I learned
something new about myself this week. And it seems like self discovery at this
stage should have all but been over with, but it turns out there are still some
secrets my old psyche has yet to reveal. In a circle of men, some young, some
older, all different races and backgrounds we were having a group discussion
about our greatest common bond, women. Warning ladies: I do my very best to
give you true perspectives without being a douche, so take these words for what
they are. I’m not speaking about any particular person or people; I’m just
relaying the billet points from a circle of tough guys talking.
So the
conversation started because a young brother made a comment about a woman on TV.
It was all sex and slander. “Man, I bet she got a…..” or “Damn look at that…..”
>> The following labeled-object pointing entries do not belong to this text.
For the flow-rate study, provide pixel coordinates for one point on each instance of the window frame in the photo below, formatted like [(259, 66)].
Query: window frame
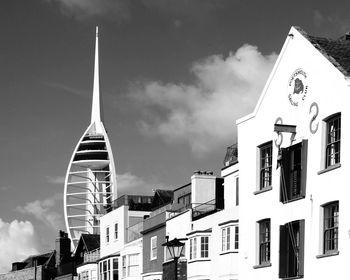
[(116, 233), (107, 235), (153, 248), (264, 241), (329, 144), (291, 260), (293, 172), (265, 151), (199, 247), (326, 208)]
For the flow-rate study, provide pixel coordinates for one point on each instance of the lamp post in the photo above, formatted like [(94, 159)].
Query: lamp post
[(175, 248)]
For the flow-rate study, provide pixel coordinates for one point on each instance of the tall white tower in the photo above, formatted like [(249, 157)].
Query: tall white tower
[(90, 186)]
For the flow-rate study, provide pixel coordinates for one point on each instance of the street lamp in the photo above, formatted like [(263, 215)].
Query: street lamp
[(175, 248)]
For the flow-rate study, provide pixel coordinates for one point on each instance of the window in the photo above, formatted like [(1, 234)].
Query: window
[(333, 140), (130, 265), (229, 238), (105, 269), (107, 235), (115, 269), (226, 232), (199, 247), (265, 165), (133, 266), (237, 191), (153, 247), (185, 199), (84, 275), (293, 172), (115, 231), (167, 255), (204, 247), (193, 248), (236, 237), (264, 241), (330, 227), (291, 259), (123, 266)]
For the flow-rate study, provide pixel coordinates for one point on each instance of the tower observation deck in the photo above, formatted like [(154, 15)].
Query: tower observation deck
[(90, 185)]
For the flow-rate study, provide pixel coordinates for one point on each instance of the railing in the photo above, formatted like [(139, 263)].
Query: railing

which drew some support and hell yeahs from everybody within earshot. Nobody
knew this chick by name or hadn't ever seen her in other programs. But all the
chatter spoke to this chicks sexual practices, proclivities, preferences, and
possible favorite positions; crudely descriptive details about her undies and
the girly parts beneath.
I
listened with an uneasy pause in my veins. Anyone that knows me knows
my…..eh…..hem….. appreciation for the ladies. But it turns out; listening to
the crass commentary I discovered my appreciation for the fairer sex goes
deeper than the physical. Don’t get me wrong the act of intermingling
intimately is amazing. There hasn't, in the history of time, been an invention
more awesome than the magic of bodies mashing. The complexities of the space
shuttle don’t compare to the simplicity of the way we fit together. Hands down,
it’s the best puzzle ever made of all times. But mechanics aside, my absolute
best crushes or more to the point, actual experiences have been the ones
where I was able to feel more than the moment, when I felt as much pleasure in
my head + hurt as did with my other muscle.
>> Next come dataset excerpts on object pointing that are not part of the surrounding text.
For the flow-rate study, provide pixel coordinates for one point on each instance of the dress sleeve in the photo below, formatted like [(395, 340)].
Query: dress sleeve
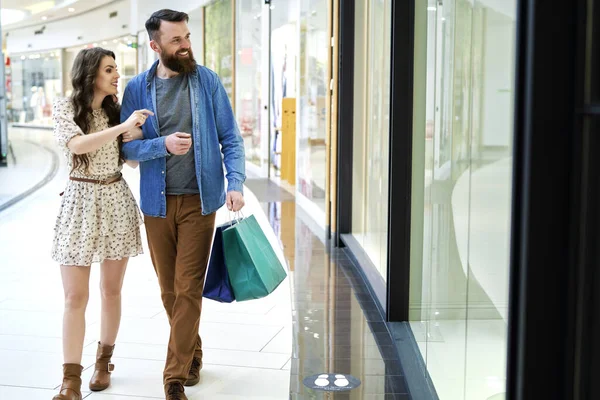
[(65, 127)]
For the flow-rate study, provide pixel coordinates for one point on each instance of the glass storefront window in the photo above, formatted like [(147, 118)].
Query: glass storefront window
[(248, 75), (462, 158), (312, 104), (285, 58), (371, 129), (218, 51), (33, 82)]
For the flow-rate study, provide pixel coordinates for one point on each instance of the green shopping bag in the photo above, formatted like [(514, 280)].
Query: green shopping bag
[(254, 269)]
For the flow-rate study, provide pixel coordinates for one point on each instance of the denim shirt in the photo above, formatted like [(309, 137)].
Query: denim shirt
[(213, 125)]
But that didn't happen because I saw a phat ass at the club or managed to crack the code
on some random new chick. The experiences that play in my thoughts and wake me
up from a dead sleep are the ones where we connected in a way that’s deeper
than anatomy coming together. You feel me? Where a conversation earlier in the
day, or a glance at home or at work belayed naughty intentions; when the
distance between lovers made desire dominant and anticipation intolerable. The experiences didn't happen with girls whose names I can’t remember, they came with the ones
I got the closest to.
So back
to the conversation. We all begin to bat around who was the hottest chick
because videos were on. (Sidebar: Beyonce in the Drunk in Love video…WOW! No
really WOW WOW! If I do say so myself, if I do say so myself). That turned into
a discussion over women’s other attributes. Not just the physical but some of
the other stuff: Honesty, loyalty, intelligence, ambition, nurturing, self
respect, money handling; All very important pieces of the puzzle. So I
concluded while the sexy sway of curvy hips or the beautiful bounce of the
breasts or a bubble backside catches our attention initially. Sex without the
rest is little more than mechanics, and nothing about robot sex sounds hot
(Sorry sci-fi folks). I’m actually surprised “ability to cook” didn't come up
immediately in the conversation, because bomb sex and a phat plate of delicious
eats are the girlfriend holy grail in my book. But that’s just my inner phat
kid talking.
So ladies
it all started with gutter remarks and crass cocktails but in the end, the way
men in this circle collectively feel is bravo and braggadocious until the
greatness of your true worth comes to the surface. We love, respect and desire
you. And even during guy talk we can’t help but admit it.